Les secteurs de l’habitat et du tertiaire sont de gros consommateurs de combustibles fossiles : 7 Mtep (80 TWh) de fioul et  18 Mtep (210 TWh)[2] de gaz  valorisés à plus de 16 milliards d’Euros par an, contribuant  au déficit de notre balance commerciale. Ces combustibles fossiles représentent 16% de la consommation énergétique finale. En réduisant très fortement,  d’ici 2030 leur usage dans l’habitat et le tertiaire et en les remplaçant essentiellement par des énergies renouvelables (et, pour le reste, par de l’électricité faiblement carbonée), on pourrait atteindre le  pourcentage des énergies renouvelables dans la consommation finale de 23%, compte tenu de la part actuelle des énergies renouvelables qui est de 12%.[3]

Renoncer aux combustibles fossiles pour la production de chaleur dans le résidentiel et le tertiaire éviterait aussi l’émission de près de 100 millions de tonnes de CO2. Avant de poursuivre le développement des coûteuses énergies renouvelables électriques (éolien et photovoltaïque), ce devrait être une priorité.

Nous examinons comment un presque doublement de la production renouvelable pourrait être obtenu tout en optimisant les coûts, les émissions de gaz à effet de serre et la sécurité de nos approvisionnements.

C’est volontairement que nous ne traitons ici que de l’optimisation du développement de l’usage des Energies Renouvelables. Il y a, bien entendu, de nombreux autres aspects à la transition  énergétique, tels que le rôle de l’électricité, l’efficacité énergétique. Le scénario Negatep sera utilement consulté sur l’ensemble de la problématique de la transition.

 

I - Les techniques de production de chaleur renouvelable disponibles

La chaleur solaire

La chaleur solaire peut être utilisée pour la production de l’eau chaude sanitaire (ECS). Actuellement la consommation d’énergie pour la production d’eau chaude sanitaire est d’environ 50 TWh[4].
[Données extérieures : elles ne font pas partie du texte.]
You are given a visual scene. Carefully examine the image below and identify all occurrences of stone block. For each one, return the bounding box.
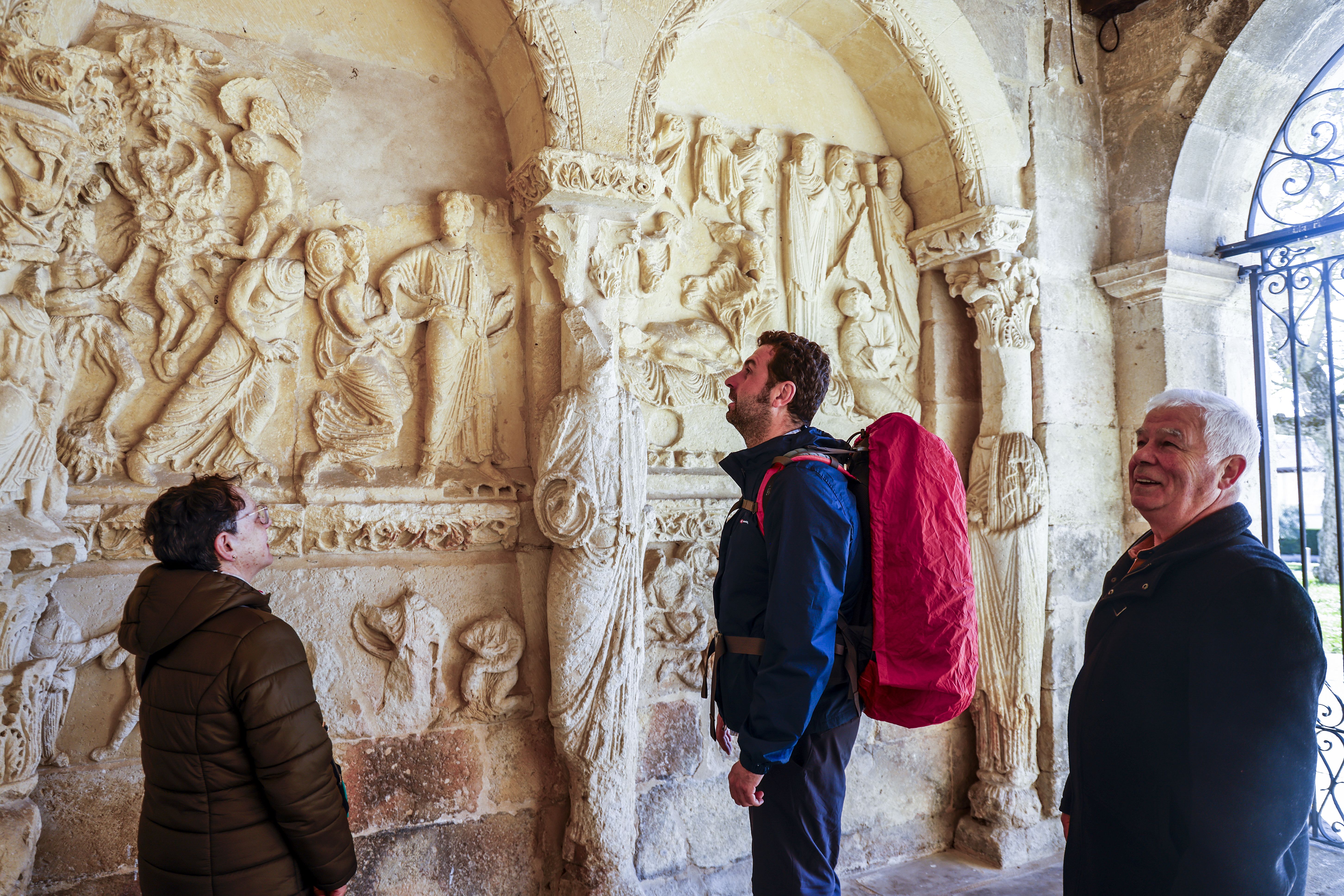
[636,700,707,781]
[349,811,543,896]
[484,719,569,809]
[0,799,42,893]
[955,815,1064,868]
[34,760,145,887]
[336,728,484,831]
Selon les tendances observées, elle devrait atteindre 55 TWh en 2020. Or on estime que le soleil pourrait fournirles 3/4 de cette consommation, soit une consommation finale d’environ 40 TWh/an[5].

Le bois-combustible

Les besoins de chauffage atteignent actuellement 380 TWh. 45 TWh sont fournis par l’électricité, 95 TWh par le bois et 240 TWh par les combustibles fossiles. L’usage du bois-combustible pourrait fortement augmenter, en particulier dans les réseaux de chaleur, et permettre la fourniture de  120 TWh/an supplémentaires. Bien sûr, il sera nécessaire de veiller à ce que les nouvelles installations obéissent aux normes les plus strictes en ce qui concerne les émissions polluantes (oxydes d’azote, dioxines, poussières…).

 La géothermie de surface

Les sondes géothermiques, échangeurs thermiques verticaux, captent par conduction la chaleur du sol (<30°C) des terrains traversés, sans mobiliser l’eau souterraine. Associées aux dispositifs amplificateurs d’énergie que constituent les pompes à chaleur, elles autorisent le chauffage des habitations individuelles (une ou deux sondes de 100 m) et d’immeubles collectifs (champs de sondes). Des installations bien dimensionnées permettent d’atteindre, et même de dépasser un coefficient de performance de 3[6] : 1 kWh électrique consommé pour 3 kWh restitués sous forme de chaleur. On  estime à 80 TWh (7 Mtep) l’énergie pouvant être ainsi fournie tant pour les constructions neuves que pour la rénovation, la géothermie se substituant à des installations existantes ayant recours au gaz, fioul ou charbon. La consommation d’électricité associée serait de l’ordre d’environ 25 TWh. Cette contribution ajoutée à celle du bois combustible permettrait de ne  plus recourir aux combustibles fossiles pour le chauffage et la production d’ECS (240 TWh sur un total de 290 TWh, le solde pouvant facilement être fourni par l’efficacité énergétique et l’électricité directe).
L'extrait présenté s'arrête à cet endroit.